In 2022, Egypt’s President Abdel Fattah El Sisi ratified amendments to the Contractors Compensation Act, which allows builders who incurred losses on state projects due to macroeconomic headwinds to receive compensation from the government.
Although industry insiders have spoken favorably of the bill that is expected to help draw in some much-needed liquidity into the sector, it’s still unclear whether the bill will be a panacea for contractors struggling to keep up with rising costs.
By the end of December 2022, the cabinet assigned the Ministry of Housing to study the items of the urgent memorandum submitted by the Federation of Construction and Building Contractors, in which it calls for providing support and assistance to the sector companies after their business was affected by the high costs of building materials as a result of the liberalization of the exchange rate.
Builders asked for extending project implementation periods, as well as disbursing dues of some companies to enhance their financial solvency.
The memorandum included four main demands, the most important of which is granting an additional period of four months to contracting companies to adhere to the implementation timetable, so that they can avoid the consequences of the recent flotation decision. The federation also called for an urgent payment to be made from the contractors’ dues with the outsourcing authorities. However, most of the parties did not respond to this demand due to the lack of sufficient liquidity.
The memorandum also requested the Ministry of Housing to activate the preference law for local products, to reduce dependence on imported counterparts.
This is considered a multi-pronged crisis. Mohamed Sami Saad, Head of the Federation of Construction and Building Contractors, points out that the high cost of raw materials, previous import restrictions, EGP devaluation, and limited financing options have hammered the industry in recent months.
Some EGP 40 bn in Compensation
Saad says that given that the current headwinds are larger than those faced back in 2017, when the government first introduced the act, which ultimately disbursed some EGP 20 bn in compensation, the upcoming round of compensation is expected to be double that figure.
The bigger volume of government-led infrastructure projects in recent years, and their larger price tags, is one of the main factors that is expected to drive up how much compensation will be dished out this time around.
In this regard, the committee, affiliated to the Ministry of Housing, processing compensation claims needs to calculate compensation based on real average market prices of building materials.
Daker Abdellah, a federation board member, explains that the committee will conduct the calculations, ignoring the prices cited in statistics agency CAPMAS’ monthly bulletin, which tends to underestimate these materials’ prices.
In the same vein, Mohamed Abdel Raouf, a federation board member, states that issuing payments companies as soon as possible should be the committee’s primary objective, as these timelines are a major sticking point for many contractors who have begun work on their contracts yet are reeling under the pressure of delayed payments.
Would Amendments Ease Concerns?
The required amendments could bring some guarantees to companies working on projects that take less than six months to implement.
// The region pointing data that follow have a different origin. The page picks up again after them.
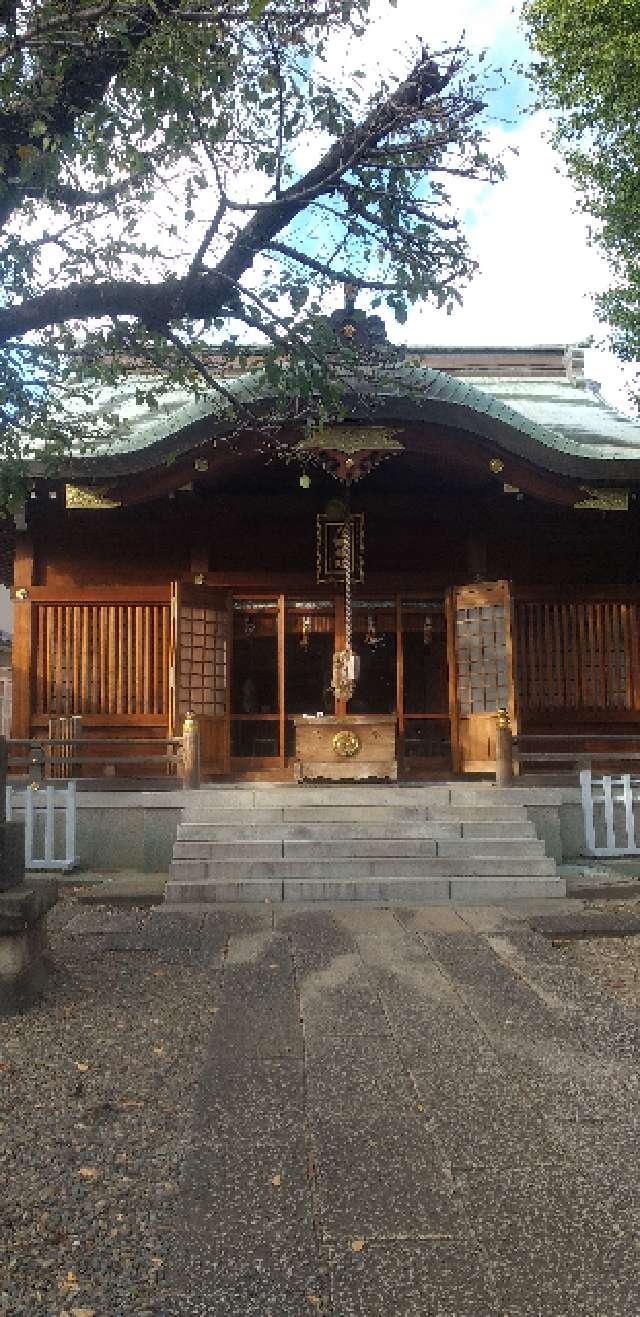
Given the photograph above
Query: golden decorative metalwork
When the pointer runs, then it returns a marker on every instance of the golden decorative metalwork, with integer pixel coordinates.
(346, 744)
(353, 439)
(88, 497)
(603, 501)
(329, 547)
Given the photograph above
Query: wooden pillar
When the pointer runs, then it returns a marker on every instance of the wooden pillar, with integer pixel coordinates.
(503, 751)
(399, 681)
(282, 711)
(23, 638)
(190, 753)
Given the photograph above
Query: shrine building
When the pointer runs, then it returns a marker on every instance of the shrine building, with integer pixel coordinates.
(464, 539)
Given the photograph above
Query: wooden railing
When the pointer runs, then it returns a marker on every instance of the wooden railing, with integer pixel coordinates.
(576, 750)
(67, 757)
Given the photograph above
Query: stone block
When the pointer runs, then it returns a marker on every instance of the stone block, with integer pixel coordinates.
(472, 890)
(24, 943)
(24, 905)
(385, 890)
(12, 855)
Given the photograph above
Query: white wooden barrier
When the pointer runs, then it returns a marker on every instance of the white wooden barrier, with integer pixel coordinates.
(44, 801)
(606, 792)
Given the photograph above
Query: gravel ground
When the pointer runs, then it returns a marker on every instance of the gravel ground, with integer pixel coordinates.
(95, 1087)
(99, 1085)
(613, 962)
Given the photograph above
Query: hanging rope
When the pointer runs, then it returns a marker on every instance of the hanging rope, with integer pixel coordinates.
(346, 559)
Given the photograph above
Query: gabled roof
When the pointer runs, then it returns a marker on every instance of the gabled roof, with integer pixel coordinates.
(530, 402)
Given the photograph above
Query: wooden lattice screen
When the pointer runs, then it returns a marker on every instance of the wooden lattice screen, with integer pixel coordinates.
(203, 660)
(102, 659)
(481, 656)
(581, 655)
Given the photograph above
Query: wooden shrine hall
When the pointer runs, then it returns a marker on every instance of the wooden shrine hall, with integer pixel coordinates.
(360, 602)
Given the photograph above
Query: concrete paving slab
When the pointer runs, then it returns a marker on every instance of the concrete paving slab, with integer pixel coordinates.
(383, 1124)
(408, 1278)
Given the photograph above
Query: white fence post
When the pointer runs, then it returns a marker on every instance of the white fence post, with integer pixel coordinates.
(46, 802)
(606, 785)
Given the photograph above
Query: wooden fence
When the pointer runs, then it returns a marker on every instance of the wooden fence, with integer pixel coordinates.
(580, 655)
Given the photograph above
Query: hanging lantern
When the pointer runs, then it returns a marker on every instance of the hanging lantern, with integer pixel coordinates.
(345, 661)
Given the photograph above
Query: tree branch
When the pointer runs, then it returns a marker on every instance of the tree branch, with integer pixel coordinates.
(207, 295)
(336, 275)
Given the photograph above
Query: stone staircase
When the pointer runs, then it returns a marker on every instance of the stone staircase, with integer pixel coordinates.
(344, 843)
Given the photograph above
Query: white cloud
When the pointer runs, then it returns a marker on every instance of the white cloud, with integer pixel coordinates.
(537, 273)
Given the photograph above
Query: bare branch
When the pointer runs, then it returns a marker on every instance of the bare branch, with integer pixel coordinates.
(336, 275)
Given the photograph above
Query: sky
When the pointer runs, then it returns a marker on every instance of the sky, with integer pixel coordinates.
(537, 273)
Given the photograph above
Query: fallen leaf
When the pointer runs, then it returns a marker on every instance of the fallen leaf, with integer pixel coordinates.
(69, 1286)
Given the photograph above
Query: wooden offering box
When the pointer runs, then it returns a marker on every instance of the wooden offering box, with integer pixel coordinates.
(345, 750)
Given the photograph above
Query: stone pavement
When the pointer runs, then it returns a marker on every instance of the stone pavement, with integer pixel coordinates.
(403, 1113)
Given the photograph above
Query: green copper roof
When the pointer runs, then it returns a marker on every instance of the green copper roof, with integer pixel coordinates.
(551, 420)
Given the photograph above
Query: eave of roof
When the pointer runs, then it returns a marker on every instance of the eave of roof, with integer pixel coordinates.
(548, 420)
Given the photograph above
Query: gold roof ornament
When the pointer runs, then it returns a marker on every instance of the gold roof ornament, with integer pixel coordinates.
(603, 501)
(352, 451)
(88, 497)
(353, 439)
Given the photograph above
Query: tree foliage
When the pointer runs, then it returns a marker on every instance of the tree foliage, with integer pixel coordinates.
(179, 171)
(587, 73)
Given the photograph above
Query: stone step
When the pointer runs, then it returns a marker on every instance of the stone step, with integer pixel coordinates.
(366, 868)
(352, 848)
(387, 890)
(318, 830)
(321, 833)
(353, 814)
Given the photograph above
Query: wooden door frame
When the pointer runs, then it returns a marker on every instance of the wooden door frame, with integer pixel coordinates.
(186, 593)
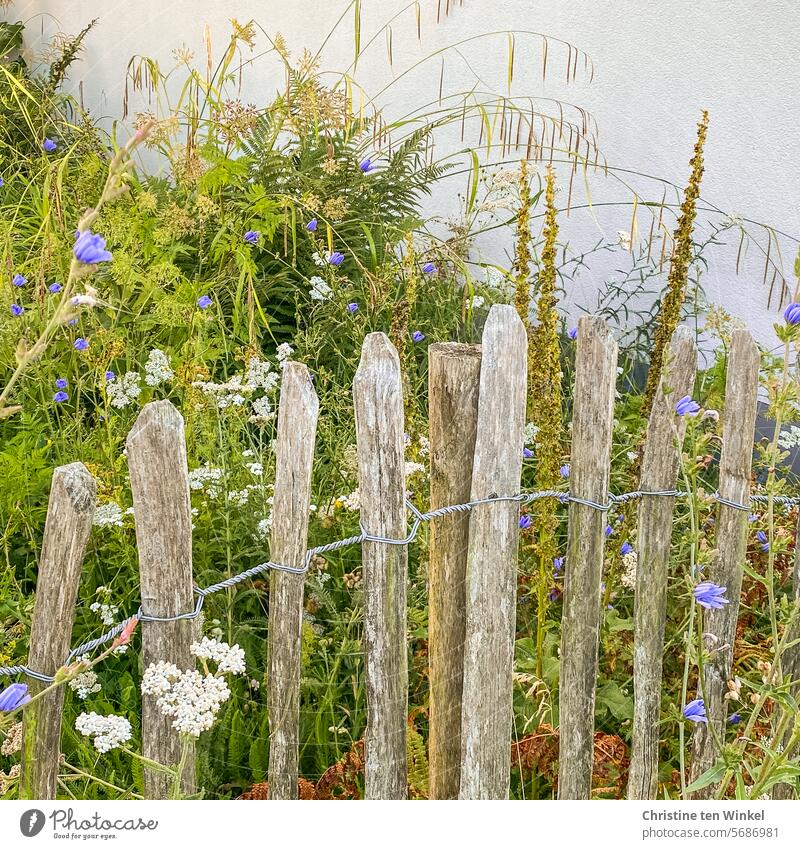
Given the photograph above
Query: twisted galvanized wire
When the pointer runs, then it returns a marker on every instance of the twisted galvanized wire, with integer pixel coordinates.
(418, 519)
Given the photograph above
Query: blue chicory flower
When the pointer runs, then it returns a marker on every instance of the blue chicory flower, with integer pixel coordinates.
(710, 595)
(695, 711)
(687, 407)
(89, 248)
(14, 697)
(792, 314)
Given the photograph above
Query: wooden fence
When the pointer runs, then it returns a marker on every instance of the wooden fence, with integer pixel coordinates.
(477, 401)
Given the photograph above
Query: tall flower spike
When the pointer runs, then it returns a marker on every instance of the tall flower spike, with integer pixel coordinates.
(669, 313)
(544, 406)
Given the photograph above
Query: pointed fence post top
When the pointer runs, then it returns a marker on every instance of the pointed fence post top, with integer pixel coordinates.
(296, 383)
(78, 484)
(161, 416)
(379, 363)
(503, 326)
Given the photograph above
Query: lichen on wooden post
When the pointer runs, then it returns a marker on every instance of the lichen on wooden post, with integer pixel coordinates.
(486, 718)
(660, 467)
(378, 399)
(70, 513)
(294, 451)
(162, 511)
(595, 384)
(453, 383)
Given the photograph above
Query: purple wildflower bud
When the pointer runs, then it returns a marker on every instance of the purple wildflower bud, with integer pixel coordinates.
(687, 407)
(89, 248)
(710, 595)
(14, 697)
(695, 711)
(792, 314)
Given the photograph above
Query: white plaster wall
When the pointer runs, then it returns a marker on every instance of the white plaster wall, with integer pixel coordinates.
(656, 66)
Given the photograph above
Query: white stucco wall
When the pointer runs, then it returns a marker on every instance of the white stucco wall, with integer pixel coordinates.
(656, 66)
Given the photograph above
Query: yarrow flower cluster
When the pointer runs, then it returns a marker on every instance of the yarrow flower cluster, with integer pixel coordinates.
(320, 290)
(123, 390)
(157, 369)
(191, 698)
(109, 732)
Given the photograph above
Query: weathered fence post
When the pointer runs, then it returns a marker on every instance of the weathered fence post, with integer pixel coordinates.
(595, 382)
(486, 718)
(453, 382)
(162, 510)
(70, 513)
(378, 398)
(297, 427)
(660, 466)
(719, 626)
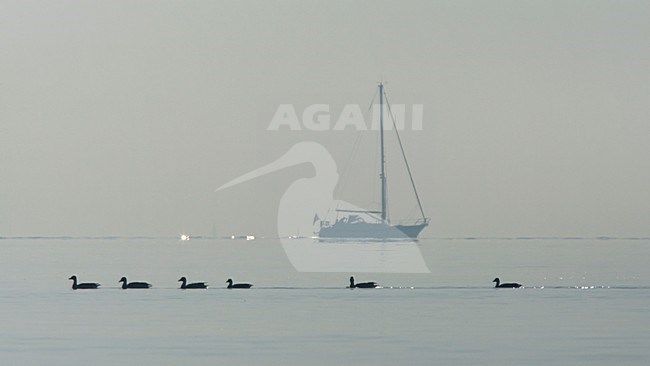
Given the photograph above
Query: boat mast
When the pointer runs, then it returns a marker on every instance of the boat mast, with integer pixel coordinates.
(382, 176)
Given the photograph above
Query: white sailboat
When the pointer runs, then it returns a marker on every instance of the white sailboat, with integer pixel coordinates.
(351, 224)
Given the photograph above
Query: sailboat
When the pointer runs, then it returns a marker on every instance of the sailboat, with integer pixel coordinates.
(353, 225)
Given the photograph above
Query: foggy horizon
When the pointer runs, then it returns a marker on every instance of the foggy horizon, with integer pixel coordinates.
(122, 118)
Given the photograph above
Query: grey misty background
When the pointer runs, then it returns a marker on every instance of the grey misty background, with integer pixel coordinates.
(121, 118)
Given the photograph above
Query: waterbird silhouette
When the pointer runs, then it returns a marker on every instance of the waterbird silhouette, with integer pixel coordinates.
(505, 285)
(82, 286)
(315, 195)
(185, 285)
(363, 284)
(238, 285)
(126, 284)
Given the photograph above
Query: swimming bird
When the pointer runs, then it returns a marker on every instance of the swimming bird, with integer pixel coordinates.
(363, 284)
(185, 285)
(126, 284)
(82, 286)
(505, 285)
(238, 285)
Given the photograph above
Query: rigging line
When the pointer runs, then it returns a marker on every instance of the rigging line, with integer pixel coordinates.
(355, 149)
(408, 168)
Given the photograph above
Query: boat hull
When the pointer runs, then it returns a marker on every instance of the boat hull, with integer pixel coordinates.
(371, 230)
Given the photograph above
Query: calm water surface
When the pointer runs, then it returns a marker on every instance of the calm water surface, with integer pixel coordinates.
(586, 302)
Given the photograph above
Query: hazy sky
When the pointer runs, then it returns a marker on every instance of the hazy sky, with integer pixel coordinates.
(122, 117)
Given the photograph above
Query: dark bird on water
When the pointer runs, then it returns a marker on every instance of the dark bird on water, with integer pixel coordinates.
(505, 285)
(126, 284)
(186, 285)
(238, 285)
(82, 286)
(363, 284)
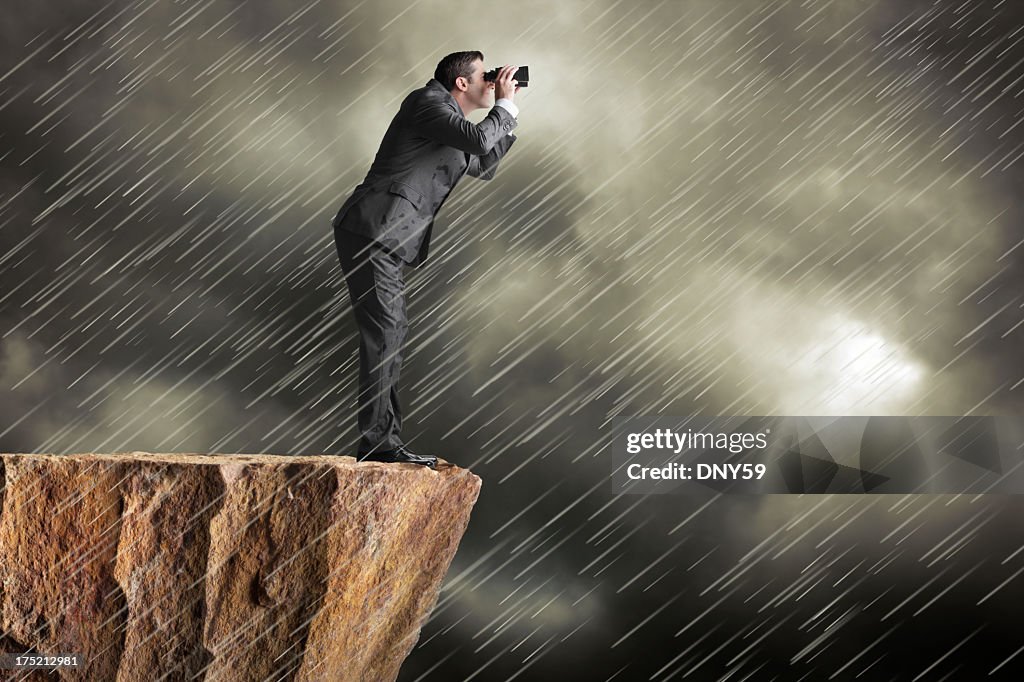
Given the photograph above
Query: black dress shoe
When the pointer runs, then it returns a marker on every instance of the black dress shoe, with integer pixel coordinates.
(400, 455)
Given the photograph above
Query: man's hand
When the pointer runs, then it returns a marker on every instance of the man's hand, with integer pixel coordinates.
(505, 87)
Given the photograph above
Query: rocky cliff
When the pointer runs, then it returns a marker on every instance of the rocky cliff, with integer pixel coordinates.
(224, 566)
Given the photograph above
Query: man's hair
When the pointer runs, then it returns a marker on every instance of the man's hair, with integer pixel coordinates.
(456, 65)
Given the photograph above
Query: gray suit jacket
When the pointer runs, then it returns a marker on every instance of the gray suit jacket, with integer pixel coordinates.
(425, 152)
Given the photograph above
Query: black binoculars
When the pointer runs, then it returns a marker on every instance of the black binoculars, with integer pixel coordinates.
(521, 75)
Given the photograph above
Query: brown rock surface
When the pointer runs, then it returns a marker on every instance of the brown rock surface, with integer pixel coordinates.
(224, 566)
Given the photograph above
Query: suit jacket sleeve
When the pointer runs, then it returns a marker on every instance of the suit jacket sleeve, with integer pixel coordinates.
(437, 121)
(485, 166)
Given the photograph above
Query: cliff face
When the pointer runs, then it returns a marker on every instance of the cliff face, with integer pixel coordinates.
(232, 567)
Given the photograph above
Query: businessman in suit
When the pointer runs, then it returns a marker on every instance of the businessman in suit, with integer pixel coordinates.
(387, 220)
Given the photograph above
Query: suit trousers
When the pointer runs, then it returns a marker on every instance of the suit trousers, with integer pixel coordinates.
(377, 294)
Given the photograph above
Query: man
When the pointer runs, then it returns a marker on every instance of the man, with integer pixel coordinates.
(387, 220)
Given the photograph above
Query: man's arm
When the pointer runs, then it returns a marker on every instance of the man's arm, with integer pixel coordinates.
(437, 121)
(485, 166)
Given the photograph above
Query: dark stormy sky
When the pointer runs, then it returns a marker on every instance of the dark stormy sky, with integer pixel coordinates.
(795, 207)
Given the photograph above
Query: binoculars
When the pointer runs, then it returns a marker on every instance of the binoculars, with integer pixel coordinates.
(521, 75)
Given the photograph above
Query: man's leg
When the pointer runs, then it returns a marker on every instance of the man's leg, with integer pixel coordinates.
(376, 286)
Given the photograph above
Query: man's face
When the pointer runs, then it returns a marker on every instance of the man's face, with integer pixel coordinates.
(480, 92)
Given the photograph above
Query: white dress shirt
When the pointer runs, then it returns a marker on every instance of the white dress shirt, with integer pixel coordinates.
(509, 107)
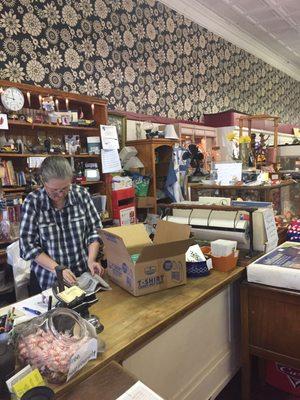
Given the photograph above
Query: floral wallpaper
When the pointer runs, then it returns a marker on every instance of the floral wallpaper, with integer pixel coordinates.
(140, 55)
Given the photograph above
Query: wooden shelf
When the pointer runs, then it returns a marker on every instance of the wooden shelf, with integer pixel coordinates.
(52, 126)
(21, 189)
(27, 155)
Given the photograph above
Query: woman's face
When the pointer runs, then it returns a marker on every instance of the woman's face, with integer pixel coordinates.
(57, 189)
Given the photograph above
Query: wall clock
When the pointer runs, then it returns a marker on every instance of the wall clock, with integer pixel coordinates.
(12, 99)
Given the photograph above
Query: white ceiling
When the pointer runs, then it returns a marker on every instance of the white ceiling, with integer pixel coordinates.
(269, 29)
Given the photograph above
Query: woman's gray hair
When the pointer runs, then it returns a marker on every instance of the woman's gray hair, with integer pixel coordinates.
(55, 167)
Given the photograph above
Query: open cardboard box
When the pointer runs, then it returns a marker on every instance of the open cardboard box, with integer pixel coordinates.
(160, 264)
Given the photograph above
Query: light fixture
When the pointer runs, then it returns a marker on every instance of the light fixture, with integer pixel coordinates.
(28, 99)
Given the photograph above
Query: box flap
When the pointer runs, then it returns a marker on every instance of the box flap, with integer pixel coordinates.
(134, 236)
(165, 250)
(167, 232)
(114, 244)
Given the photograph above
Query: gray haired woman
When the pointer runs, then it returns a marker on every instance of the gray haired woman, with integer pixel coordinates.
(59, 227)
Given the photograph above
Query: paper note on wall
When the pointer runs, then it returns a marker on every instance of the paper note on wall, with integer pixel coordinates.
(110, 161)
(3, 121)
(109, 137)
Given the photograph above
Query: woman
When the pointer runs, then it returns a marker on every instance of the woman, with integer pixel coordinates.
(59, 226)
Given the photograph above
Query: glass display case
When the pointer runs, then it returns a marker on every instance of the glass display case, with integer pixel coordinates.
(289, 161)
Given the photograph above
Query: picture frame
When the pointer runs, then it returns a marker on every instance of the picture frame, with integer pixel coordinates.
(120, 122)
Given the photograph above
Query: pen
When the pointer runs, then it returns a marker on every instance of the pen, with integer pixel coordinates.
(50, 303)
(36, 312)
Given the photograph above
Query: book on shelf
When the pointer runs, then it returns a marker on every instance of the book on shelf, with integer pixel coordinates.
(9, 178)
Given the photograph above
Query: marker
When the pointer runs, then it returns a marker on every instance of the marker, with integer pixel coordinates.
(36, 312)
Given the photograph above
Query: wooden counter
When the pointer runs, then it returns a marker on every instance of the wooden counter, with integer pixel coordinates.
(130, 322)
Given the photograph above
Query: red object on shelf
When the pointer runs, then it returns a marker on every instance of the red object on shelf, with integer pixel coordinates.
(123, 206)
(283, 378)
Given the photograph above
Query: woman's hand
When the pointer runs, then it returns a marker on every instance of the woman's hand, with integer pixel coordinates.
(69, 276)
(95, 268)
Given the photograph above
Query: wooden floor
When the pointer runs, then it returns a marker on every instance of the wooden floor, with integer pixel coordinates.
(260, 392)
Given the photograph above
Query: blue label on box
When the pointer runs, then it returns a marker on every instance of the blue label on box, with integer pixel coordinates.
(150, 282)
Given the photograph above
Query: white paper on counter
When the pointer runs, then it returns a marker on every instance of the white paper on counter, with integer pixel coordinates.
(35, 162)
(109, 137)
(110, 161)
(139, 391)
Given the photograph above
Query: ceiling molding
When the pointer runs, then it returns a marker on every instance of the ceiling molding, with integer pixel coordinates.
(214, 23)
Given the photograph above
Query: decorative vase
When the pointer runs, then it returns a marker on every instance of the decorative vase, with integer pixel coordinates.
(244, 151)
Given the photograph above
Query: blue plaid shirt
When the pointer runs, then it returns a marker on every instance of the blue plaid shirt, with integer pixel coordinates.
(64, 235)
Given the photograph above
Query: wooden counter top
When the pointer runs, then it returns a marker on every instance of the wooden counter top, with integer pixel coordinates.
(287, 182)
(129, 322)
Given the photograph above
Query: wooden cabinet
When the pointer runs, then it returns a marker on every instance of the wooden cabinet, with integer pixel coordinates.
(32, 126)
(205, 137)
(155, 154)
(270, 328)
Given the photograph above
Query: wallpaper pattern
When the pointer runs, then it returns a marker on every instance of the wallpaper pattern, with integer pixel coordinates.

In addition, they will ensure that these firms receive financial compensation.
Further, the updated law will ensure that projects affected by fluctuating building material prices during construction will be appropriately compensated for the increase in cost.
In this regard, Tarek Youssef, Founder & CEO of Concrete Plus, says that the issuance of the new Contractors Compensation Law, which is currently being discussed in the House of Representatives, will contribute to solving a major problem that the contracting sector is facing. Youssef adds that the sector is facing a number of challenges, including pricing differences resulting from the sharp change in raw material prices.
Contractors are willing to introduce a clause to the new law stipulating that only companies with active contracts are eligible for compensation.
Abdellah clarifies that the problem is that a large number of companies, for whom work has long been suspended due to late payments and FX shortages, have not seen their contracts renewed and could be at risk of being excluded from the compensation scheme.
In addition, moratorium on late fees could also offer a big hand, as the government should put late fees on pause for contractors working on national projects.
Abdellah points out that many projects require imported building materials that are not locally available, but the recent FX shortage meant there’s not much these companies can do to speed up their construction timelines, adding that the new law, in its current form, will not be enough to cover contractors’ losses.
Builders suggest that bringing a new authority tasked with setting rules and regulations for the construction of government buildings could be formed, instead of existing government agencies relying on big budget consulting firms.
There is a need for a new pricing scheme for existing projects under construction. The astronomical increase in construction costs in recent years requires projects still under construction to be re-priced. Projects need to be entirely reevaluated to find local alternatives for construction materials instead of relying on foreign models.
As regards e-payments, extending the cycle for electronic payments to run on a 50-day cycle, instead of the current 30-day cycle, could also give contractors a major break.
Companies are on a monthly cycle for repaying loans, paying salaries and keeping up with operating expenses, so making e-payments fall out of sync with these commitments would make matters easier for companies.